Fernando Calero is a principal engineer at Schweitzer Engineering Laboratories, Inc. (SEL). He started his professional career with the ABB relay division in Coral Springs, Florida. He also worked for Florida Power and Light in the EMS group and Siemens in the energy automation group. From 2000 to 2019, he was an application engineer in the SEL international organization. In 2020, he transferred to the R&D division. He holds 8 patents and has written technical papers on protective relaying, remedial action schemes, and other protection and control applications.
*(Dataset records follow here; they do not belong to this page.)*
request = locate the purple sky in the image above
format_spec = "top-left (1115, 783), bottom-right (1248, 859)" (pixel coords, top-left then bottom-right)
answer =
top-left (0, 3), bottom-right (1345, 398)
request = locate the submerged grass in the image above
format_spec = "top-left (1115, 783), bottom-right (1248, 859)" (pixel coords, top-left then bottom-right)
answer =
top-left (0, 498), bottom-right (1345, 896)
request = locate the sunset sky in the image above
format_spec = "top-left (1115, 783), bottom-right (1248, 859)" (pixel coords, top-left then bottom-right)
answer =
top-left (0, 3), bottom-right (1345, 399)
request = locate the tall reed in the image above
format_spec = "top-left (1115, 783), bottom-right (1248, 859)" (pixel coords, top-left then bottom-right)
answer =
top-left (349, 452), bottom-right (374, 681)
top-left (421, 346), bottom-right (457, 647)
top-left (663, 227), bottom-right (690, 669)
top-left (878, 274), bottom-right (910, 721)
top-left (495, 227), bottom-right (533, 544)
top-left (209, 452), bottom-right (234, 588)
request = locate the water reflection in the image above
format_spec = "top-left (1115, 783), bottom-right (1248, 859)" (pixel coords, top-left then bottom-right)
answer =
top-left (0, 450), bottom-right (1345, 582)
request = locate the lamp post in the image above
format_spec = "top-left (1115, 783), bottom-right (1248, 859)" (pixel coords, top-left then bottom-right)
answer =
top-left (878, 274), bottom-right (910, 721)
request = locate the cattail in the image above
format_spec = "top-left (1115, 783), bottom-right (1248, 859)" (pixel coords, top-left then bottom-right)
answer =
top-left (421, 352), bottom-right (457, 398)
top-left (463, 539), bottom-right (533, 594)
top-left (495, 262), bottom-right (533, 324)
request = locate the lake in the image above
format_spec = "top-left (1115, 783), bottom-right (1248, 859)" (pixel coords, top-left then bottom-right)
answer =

Milind Malichkar received his M.S.E.E.  from Michigan Technological University in 2012 and his B.S.E.E. from Mumbai University, India, in 2005. Milind worked for Voltas limited, India, and Electromechanical Technical Associates (ETA), Abu Dhabi, UAE, as a project engineer for five years before joining Schweitzer Engineering Laboratories, Inc. (SEL) in 2012. Presently he is working as a Senior Engineering Manager at SEL Engineering Services, Inc. Milind has experience in power system protection design and commissioning, short-circuit and coordination studies. He is a licensed professional engineer in the states of Washington, California, Alaska, and Arizona.

Eliseo Alcazar Ramirez received his M.S.E.E. degree from Autonomous University of San Luis Potosí, and his B.S.E.E. degree from the Oaxaca Technological Institute in 1998. From 1999 to 2004, he worked in the Southeastern Distribution Division (SDD) of Comisión Federal de Electricidad (CFE) in Mexico. In April 2004, Eliseo joined Schweitzer Engineering Laboratories, Inc., where he is currently a senior protection engineer in Boise, Idaho. His experience includes creating solutions for industrial, distribution, transmission, and generation power systems, as well as commissioning solutions and remedial action schemes. He is a member of the IEEE.